Bir de mahalleye gelen çerçiler varmış. “çerçi geldi, yağcı geldi yaymacı geldi, kolonyalarımız var, kekik yağlarımız var, elma yağlarımız var, yumaklar var, makaslar var, makaralar var, yağcı geldi yaymacı geldiii!..” Çerçiler ahşap kutular içine koydukları mallarını kapakları telden teşhirci vitrinleri ile çocukları cezbedermiş. Sattıkları oyuncaklar bugünün oyuncakları ile mukayese götürmez ama çıngıraklar, düdüklü bardaklar çocukların ilgisini çekmeye yetermiş. Ucuzluğu konusunda kaynanasının ölüsü üzerine yemin edecek kadar sözüne güvenilir bu satıcılar daha çok Konya’dan gelirmiş.
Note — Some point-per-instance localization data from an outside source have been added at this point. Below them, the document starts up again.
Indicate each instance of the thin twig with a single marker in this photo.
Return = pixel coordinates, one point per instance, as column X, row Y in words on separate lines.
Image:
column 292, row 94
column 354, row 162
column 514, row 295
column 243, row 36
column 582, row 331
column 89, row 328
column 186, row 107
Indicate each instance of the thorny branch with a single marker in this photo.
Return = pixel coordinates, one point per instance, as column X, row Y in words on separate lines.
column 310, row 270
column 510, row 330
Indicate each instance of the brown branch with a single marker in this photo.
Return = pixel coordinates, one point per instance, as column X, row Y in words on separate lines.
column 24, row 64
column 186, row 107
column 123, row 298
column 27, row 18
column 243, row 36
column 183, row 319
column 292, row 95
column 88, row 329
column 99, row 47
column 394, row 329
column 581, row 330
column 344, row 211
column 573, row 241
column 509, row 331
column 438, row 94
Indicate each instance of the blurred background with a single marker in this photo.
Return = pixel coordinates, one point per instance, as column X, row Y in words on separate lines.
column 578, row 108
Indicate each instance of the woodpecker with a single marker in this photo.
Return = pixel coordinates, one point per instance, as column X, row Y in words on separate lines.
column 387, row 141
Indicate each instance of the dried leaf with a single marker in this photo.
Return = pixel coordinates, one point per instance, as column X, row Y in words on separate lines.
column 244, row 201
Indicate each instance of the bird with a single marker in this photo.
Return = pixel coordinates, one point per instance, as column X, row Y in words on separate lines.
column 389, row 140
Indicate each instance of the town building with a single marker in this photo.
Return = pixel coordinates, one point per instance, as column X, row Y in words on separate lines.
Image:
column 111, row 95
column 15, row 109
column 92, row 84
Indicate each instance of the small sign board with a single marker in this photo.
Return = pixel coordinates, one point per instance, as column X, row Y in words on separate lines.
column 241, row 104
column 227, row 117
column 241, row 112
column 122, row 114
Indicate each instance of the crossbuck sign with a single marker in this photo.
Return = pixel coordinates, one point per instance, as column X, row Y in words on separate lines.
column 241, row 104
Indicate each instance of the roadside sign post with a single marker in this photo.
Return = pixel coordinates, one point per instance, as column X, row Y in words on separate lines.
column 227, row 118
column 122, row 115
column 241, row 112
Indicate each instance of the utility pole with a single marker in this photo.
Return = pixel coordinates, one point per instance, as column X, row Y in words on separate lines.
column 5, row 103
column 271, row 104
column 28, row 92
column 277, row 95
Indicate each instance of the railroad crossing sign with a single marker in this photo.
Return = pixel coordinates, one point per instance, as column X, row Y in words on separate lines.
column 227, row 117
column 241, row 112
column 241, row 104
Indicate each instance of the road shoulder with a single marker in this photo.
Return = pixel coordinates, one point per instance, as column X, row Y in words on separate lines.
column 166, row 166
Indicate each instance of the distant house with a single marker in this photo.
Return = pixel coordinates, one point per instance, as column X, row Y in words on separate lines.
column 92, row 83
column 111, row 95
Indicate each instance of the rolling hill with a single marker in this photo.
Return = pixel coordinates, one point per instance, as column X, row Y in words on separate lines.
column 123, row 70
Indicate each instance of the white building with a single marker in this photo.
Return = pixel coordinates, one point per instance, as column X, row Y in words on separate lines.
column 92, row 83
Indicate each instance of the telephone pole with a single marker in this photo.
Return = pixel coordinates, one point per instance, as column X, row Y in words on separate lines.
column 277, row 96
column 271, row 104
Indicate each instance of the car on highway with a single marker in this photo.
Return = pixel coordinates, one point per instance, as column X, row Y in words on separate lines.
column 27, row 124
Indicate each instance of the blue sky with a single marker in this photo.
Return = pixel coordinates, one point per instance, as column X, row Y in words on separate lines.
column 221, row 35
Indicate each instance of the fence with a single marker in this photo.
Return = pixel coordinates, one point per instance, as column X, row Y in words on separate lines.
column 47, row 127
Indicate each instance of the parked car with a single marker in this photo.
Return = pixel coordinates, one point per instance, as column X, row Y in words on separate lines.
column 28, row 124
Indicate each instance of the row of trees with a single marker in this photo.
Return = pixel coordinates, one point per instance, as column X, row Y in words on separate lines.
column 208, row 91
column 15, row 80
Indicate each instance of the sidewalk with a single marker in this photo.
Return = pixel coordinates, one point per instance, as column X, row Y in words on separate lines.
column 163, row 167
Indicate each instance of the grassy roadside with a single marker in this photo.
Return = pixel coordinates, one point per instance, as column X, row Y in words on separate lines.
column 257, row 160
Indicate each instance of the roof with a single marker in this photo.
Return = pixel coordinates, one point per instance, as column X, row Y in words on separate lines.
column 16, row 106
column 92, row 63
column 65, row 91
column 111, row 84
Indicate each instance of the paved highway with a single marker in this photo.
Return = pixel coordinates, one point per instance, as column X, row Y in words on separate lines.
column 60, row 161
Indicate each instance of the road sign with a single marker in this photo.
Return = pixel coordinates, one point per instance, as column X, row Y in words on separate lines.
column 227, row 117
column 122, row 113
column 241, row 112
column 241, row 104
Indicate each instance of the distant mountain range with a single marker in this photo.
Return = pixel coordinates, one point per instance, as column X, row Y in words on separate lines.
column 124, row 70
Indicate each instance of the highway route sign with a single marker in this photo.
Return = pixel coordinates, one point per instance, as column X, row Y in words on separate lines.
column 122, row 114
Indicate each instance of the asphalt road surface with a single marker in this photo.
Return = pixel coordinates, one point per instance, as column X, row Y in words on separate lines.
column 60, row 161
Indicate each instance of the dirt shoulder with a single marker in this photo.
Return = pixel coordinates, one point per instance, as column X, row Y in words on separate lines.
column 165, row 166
Kıyısına balık vuran bu kasabanın köylerinde yemeklere ekinlerde yetişenler kadar tarlada biten, tepeleri yeşerten, otlar, dikenler, çalılar da aş olmuş. Yokluk zamanı doğanın sunduğu tüm nimetlerin filizi yemeklere, çöpü hayvanlara veilir, hiçbir şey ziyan olmazmış. Ne güzel olurdu şimdi anneannem kenker dolması yapsaydı da ben de yeseydim. Içinde unuttuğu iplerini gülerek ağzımdan çıkarsaydım. Ve dedem “matıfladı gari” diyip uğraşsaydı karısıyla.


Devam edecek…

KENKER DOLMASI 


Kenker dolmasının tarifini yapmadan olmazdı diye düşündüm ve öykü içinden çekip ayrıca paylaşmak istedim.  Kenkeri şevketi bostan olarak bilen çoktur. Ama benim canımın çektiği ve öykü içinde andığım deve dikeni de denilen dolmalık kenkerdir. 


Köklerini temizlediğin dikenin saplarını haşlıyorsun. Haşlanan sapların zarlarını güzelce temizliyorsun. Sapları birlikte tutan kök kısmını kesmiyorsun. Köklerinden birbirine bağlı sapları iki eşit parça şeklinde tepsiye yatırıyorsun. Hazırladığın dolma içini koyup, kapatıyorsun. 


Dağılmaması için iple sarıp fırına veriyorsun. Pişen dolmaları alıp iplerini çözüp yumurta, un, tuz ile yaptığın bulamaca buluyor ve kızartıyorsun. Tadı tarifsiz, zahmeti bol, herkesin yapamadığı mükemmel bir lezzet... Anneannemin elleri fotoğraflardaki. Anneannemi daha çok sevdiğim, tarifsiz anılarımın en güzel lezzeti! 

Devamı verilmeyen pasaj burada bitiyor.